Effective use of CDs requires application and library writers to write application-level error detection, state preservation and fault recovery schemes. For GASNet-EX, we would like mechanisms to identify failed nodes. Although we expect to implement timeout-based failure detection, we would like system-specific RAS function to provide explicit notification of failures and consensus on such failures, as we expect vendor-provided RAS mechanisms to be more efficient, more accurate, and more responsive than a generic timeout-based mechanism. Finally, our resilience schemes depend on fast durable storage for lightweight state preservation. We are designing schemes that use local or peer storage (disk or memory) for high volume (size) state preservation, and in-memory storage for high traffic (IOs) state preservation, we need the hardware to be present. Since our IO bottleneck is largely sequential writes with little or no reuse, almost any form of persistent storage technology is suitable.

Our resilience technologies provide tremendous flexibility in handling faults. In our hybrid user-level and system-level resilience scheme, CDs provide lightweight error recovery that enables the application to isolate the effects of faults to specific portions of the code, thus localizing error recovery. With the use of nesting CDs, an inner CD can decide how to handle an error, or to propagate this error to a parent CD. If no CD handles the error locally, we use a global rollback to hide the fault. With this approach, the use of local CDs for isolated recovery limits the global restart rate

In DEGAS, applications express semantic information required for resilience through the CD API; that's the point of CDs. The CD hierarchy, i.e. boundary and nesting structure, describes the communication dependencies of the application in a way that is not visible to the underlying runtime or communication systems. In contrast, a transparent checkpoint scheme must discover the dependency structure of an application by tracking (or preventing) receive events to construct a valid recovery line. The CD structure makes such schemes unnecessary, as the recovery line is described by the CD hierarchy.
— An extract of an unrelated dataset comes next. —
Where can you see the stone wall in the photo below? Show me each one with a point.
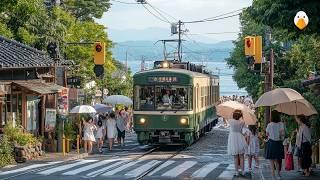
(28, 152)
For applications that do not use CDs, we fall back to a transparent checkpoints. Here, we rely on the runtime to discover communication dependencies, advance the recovery line, and perform rollback propagation as required. One clear opportunity to improve efficiency for resilience is by exploiting the one-sided semantics of UPC to track rollback dependencies. We are starting by calculating message (receive) dependencies inside the runtime, but we are interested in tracking memory (read/write) dependencies as a possible optimization. A second area for improved efficiency is in dynamically adjusting the checkpoint interval (recovery line advance) according to job sizes at runtime. An application running on, 100 k-nodes must checkpoint half as often as one running on 400 k-nodes; for error rates, by tolerating 3/4 of the errors, checkpoint overhead is halved. Such considerations suggest that static (compile-time) resilience policies should be supplemented with runtime policies that take into account the number of nodes, failure (restart) rates, checkpoint times, memory size, etc. to ensure good efficiency.

Fast, durable storage is a key technology for increasing the efficiency of resilience. In DEGAS we are interested in both bulk storage and logging storage. The requirements for these differ slightly, in that we use logging for small high-frequency updates, possibly as much as one log entry per message, but we use the bulk storage for large infrequent updates, as these are used for checkpoints.

We are exploring non-inhibitory consistency algorithms, i.e. algorithms that allow messages to remain outstanding while a recovery line is advanced. We face a challenge right now in that it is difficult to order RDMA operations with respect to other message operations on a given channel. In the worst case, we are required to completely drain network channels, and globally terminate communications in order to establish global consistency, i.e. agreement on which messages have been sent and received. A hardware capability that may prove valuable here are network-level point-to-point fence operations. A similar issue on Infiniband networks is that the current Infiniband driver APIs require us to fully tear down network connections in order to put the hardware into a known physical state with respect to the running application process, i.e. we need to shut down the NIC to ensure that it doesn't modify process memory while we determine local process state. A lightweight method of disabling NIC transfers (mainly RDMA) would eliminate this teardown requirement.